The Alamo According to Robert Tolkien – A Team PCPB Original Short Story
Recently, my history class had an oral reports assignment. Though at the same time, I had a lot on my mind. Recently, Carrie Reinhold had started seeing some parasite named Marshall. I thought I’d be thrilled to finally have Carrie Reinhold off my back. But for some reason, I couldn’t get it off my mind. Not that I was jealous, but there was something about this Marshall that just rubbed me the wrong way. I was gonna give my class an oral (ha ha, oral) history on the Tolkien family’s involvement in the battle of the Alamo. First of all, this would be a great opportunity to educate my class on my family’s history. Secondly, I could teach Marshall a lesson: As they used to say in that time period, don’t tread on Tolkien! Here was my report:
The year was 1876 and some homesteaders were looking for a little bit of land they could call their own. There were ex-soldiers, artisans, farmers and of course, Jeremiah M. Tolkien.
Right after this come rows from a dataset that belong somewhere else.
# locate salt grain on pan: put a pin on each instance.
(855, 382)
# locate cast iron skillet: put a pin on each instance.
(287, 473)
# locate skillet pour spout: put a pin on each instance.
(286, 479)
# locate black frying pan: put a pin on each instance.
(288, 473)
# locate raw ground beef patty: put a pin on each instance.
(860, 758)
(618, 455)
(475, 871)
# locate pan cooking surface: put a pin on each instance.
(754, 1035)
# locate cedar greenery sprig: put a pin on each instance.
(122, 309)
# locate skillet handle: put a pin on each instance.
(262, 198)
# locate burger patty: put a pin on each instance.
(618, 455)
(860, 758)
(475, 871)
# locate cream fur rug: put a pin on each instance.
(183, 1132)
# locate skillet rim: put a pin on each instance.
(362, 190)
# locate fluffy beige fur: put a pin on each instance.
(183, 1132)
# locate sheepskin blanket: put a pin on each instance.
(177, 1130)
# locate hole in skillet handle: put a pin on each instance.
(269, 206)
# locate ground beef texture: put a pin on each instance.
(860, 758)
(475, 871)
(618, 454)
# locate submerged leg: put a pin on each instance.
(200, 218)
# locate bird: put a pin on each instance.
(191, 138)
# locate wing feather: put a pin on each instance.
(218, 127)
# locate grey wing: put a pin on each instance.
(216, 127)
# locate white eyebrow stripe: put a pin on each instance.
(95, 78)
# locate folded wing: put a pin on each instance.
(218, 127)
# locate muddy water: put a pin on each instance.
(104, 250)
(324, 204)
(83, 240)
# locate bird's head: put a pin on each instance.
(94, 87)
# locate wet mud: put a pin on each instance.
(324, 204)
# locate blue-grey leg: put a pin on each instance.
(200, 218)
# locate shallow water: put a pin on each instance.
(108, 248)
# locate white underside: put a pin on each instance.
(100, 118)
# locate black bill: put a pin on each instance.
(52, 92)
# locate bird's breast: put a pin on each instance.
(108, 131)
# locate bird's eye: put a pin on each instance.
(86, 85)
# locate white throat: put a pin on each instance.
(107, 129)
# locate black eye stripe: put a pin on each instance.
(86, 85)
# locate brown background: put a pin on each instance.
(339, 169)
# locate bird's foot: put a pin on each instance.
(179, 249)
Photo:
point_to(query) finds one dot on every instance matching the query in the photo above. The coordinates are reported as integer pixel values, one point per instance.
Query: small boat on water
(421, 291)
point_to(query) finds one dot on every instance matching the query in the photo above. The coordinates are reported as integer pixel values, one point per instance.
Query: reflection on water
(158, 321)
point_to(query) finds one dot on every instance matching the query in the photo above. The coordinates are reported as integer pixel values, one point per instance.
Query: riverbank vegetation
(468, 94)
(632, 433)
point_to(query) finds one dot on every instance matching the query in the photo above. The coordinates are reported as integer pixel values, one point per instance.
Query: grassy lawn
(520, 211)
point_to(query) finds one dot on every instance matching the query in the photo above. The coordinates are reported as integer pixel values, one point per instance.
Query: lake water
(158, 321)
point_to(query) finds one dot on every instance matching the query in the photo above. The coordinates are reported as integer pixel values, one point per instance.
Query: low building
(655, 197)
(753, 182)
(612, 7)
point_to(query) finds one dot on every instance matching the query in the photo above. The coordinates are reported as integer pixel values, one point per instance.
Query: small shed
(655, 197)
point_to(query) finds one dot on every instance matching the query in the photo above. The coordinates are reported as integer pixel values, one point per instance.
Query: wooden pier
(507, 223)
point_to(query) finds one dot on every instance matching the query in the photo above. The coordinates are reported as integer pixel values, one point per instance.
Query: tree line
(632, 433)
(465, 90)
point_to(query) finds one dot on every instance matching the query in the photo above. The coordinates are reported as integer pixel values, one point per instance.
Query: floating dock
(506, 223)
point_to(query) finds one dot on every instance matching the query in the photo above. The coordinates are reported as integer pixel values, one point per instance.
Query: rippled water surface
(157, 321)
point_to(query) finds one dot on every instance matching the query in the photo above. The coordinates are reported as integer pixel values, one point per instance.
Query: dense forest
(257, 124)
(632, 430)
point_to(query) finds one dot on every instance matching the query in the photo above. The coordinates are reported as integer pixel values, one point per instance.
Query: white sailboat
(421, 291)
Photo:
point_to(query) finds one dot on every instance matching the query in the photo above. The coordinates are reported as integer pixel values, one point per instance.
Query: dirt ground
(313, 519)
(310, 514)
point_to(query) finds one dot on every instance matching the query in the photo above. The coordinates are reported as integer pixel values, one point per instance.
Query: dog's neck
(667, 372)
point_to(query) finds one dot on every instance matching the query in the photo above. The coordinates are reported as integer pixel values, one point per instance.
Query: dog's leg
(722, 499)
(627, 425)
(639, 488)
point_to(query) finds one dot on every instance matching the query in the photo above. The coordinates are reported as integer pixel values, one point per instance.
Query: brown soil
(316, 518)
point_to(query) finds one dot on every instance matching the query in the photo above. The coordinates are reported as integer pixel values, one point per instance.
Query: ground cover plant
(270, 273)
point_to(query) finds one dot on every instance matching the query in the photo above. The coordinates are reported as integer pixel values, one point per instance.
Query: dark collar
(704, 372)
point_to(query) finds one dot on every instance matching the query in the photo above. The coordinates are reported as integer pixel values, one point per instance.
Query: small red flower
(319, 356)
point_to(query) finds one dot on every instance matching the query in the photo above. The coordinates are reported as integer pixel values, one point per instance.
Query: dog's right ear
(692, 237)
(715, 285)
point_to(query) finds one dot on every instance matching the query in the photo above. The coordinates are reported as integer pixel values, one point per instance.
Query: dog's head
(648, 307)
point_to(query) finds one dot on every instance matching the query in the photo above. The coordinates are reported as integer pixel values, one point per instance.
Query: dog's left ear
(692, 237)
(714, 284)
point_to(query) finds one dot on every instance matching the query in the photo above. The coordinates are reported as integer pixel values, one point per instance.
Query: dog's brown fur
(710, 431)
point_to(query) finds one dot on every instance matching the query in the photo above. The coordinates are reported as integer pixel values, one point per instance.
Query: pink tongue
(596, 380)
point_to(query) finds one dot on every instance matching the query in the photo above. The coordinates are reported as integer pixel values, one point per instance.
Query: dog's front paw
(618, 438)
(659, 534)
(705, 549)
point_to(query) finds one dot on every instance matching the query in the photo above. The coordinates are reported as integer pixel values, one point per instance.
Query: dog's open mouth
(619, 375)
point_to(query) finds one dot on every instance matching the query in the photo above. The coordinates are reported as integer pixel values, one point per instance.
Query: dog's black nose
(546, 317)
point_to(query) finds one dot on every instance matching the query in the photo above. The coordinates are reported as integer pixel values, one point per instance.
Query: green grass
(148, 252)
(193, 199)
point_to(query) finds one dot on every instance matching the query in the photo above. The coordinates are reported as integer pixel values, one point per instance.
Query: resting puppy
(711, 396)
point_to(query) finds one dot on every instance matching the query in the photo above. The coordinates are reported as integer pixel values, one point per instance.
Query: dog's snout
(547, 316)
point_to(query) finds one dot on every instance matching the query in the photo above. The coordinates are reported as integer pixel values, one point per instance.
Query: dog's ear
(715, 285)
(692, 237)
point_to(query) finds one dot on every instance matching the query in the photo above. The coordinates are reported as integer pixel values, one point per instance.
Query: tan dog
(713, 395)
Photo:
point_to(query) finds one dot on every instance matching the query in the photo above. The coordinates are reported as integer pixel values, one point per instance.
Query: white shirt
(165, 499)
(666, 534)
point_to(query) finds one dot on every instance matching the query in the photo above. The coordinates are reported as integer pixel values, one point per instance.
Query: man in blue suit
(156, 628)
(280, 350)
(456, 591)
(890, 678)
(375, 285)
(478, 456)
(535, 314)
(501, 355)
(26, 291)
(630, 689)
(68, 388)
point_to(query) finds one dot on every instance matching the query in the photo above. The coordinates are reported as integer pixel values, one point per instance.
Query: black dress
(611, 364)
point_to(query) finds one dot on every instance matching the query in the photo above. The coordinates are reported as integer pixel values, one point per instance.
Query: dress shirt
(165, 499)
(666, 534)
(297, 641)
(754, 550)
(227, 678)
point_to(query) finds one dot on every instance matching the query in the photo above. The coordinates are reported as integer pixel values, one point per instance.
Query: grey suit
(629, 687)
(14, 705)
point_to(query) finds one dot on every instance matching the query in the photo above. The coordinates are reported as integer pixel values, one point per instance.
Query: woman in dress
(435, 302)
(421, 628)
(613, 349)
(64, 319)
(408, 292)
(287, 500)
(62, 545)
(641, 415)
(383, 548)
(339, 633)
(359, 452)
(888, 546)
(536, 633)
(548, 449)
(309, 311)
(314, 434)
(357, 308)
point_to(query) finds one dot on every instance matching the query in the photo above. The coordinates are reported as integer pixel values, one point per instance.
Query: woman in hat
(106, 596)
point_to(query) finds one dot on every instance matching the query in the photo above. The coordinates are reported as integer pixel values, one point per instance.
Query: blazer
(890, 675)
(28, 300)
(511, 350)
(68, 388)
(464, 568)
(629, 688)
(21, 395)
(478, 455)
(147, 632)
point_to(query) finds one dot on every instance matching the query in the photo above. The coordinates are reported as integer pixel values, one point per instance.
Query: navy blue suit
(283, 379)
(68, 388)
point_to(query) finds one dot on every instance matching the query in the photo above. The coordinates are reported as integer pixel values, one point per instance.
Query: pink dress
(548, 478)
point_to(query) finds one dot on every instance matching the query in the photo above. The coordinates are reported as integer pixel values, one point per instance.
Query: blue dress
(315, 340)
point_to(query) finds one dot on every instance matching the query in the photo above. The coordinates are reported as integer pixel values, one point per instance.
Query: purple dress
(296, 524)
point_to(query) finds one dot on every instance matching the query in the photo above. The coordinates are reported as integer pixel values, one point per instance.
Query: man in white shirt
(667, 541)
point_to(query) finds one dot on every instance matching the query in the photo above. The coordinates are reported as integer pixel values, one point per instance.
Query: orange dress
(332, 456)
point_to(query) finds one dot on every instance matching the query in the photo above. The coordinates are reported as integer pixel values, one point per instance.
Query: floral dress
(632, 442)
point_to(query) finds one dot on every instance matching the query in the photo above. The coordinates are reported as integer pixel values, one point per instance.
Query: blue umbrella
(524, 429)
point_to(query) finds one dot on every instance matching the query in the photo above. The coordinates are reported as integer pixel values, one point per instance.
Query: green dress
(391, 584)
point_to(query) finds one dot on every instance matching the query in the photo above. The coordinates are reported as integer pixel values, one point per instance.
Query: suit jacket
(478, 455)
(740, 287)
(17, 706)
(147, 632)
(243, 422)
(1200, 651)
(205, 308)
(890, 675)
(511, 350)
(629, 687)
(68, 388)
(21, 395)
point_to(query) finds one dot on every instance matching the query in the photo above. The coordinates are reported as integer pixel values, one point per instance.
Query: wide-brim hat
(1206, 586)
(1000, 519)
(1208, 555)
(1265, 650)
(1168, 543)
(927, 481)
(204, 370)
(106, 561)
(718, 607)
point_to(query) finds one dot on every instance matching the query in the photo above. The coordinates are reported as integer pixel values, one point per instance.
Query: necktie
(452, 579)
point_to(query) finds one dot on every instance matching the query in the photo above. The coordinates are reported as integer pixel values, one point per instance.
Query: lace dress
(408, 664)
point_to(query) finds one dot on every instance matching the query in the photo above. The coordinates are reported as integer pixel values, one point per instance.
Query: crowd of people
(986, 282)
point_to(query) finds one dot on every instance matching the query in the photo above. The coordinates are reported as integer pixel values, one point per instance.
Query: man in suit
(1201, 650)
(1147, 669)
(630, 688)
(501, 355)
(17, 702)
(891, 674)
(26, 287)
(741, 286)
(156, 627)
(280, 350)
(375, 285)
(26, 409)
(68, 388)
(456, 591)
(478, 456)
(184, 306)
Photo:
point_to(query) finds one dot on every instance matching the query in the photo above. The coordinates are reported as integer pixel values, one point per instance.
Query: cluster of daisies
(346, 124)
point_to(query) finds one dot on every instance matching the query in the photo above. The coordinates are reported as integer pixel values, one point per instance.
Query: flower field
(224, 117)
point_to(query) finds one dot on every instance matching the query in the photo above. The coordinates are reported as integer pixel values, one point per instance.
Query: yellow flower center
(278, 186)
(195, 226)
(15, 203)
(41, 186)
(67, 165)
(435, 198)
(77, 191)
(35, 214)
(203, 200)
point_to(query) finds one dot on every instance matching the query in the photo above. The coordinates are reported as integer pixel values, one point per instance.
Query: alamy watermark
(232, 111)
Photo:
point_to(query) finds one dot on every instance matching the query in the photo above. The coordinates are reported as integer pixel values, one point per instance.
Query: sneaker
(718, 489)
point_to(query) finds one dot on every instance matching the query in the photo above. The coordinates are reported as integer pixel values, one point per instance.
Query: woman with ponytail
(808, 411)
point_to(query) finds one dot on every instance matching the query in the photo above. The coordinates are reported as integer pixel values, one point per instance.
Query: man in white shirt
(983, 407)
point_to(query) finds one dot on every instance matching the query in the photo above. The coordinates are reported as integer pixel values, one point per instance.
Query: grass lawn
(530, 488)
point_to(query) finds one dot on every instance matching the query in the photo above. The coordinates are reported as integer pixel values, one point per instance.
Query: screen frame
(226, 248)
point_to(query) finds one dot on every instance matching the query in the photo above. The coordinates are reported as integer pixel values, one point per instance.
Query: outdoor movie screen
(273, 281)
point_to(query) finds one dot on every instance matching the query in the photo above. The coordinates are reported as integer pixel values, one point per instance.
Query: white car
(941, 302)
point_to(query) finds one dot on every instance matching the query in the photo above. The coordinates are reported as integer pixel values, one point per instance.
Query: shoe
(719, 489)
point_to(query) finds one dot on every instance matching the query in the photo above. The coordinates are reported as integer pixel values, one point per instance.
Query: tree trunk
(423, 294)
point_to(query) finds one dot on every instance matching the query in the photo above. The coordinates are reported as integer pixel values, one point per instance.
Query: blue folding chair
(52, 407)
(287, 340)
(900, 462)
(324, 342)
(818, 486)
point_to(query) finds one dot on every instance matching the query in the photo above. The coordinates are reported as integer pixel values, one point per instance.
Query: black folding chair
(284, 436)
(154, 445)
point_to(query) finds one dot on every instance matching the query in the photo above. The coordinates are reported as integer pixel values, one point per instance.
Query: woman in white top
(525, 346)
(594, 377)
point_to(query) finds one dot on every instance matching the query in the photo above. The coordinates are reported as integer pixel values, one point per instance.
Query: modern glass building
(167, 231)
You see, Jeremiah originally played for the San Francisco 49ers during the Gold Rush. Unfortunately, things literally didn’t pan out for him. He would have stuck around, but he had a family to take care of. After all, if his son died, I might not have been born! So Jeremiah wanted to go back home, but Gladys Knight’s Midnight Train to Georgia hadn’t been invented yet. So he decided to follow a group of settlers to a little bit of land that hadn’t been discovered yet on the promise of a better life. But I’ll get back to him later.
The settlers quickly made a home for themselves. They built homes for themselves, they quickly constructed schools… for some reason, and they even discovered all sorts of flora and fauna… whatever the hell those things are. They constructed a church for themselves, and since TV hadn’t been invented yet, they all gathered at church. Unfortunately. it turns out they were pilgrims in territory that was ocupado.
A group of Mexicans burst in, with their leader asking: “Filthy gringos, what are you doing here? This is our land!”
Someone from the audience cried out: “I don’t think that’s right. There’s plenty of land for all of us. Can’t we share?”
“I don’t like the sound of your tone, muchacho! It’s time to pay the price!”
The Federales viciously attacked the settlers while they were in church. However, the settlers had one of the greatest military leaders of the time on their side – Col. “Stone Cold” Stephen F. Austin!
There was a shatter of glass, and he burst in, and gave them whatfor – a Mudhole stomping here, a Bionic Elbow there and all topped off with a Stephen F. Austin Stunner! The Austin Era had definitely arrived and he topped it all off with a flagon of ale! He didn’t take crap from anybody, and he quickly sent the hombres and mujeres back where they came from. Stephen F. Austin had arrived, raised Hell and left.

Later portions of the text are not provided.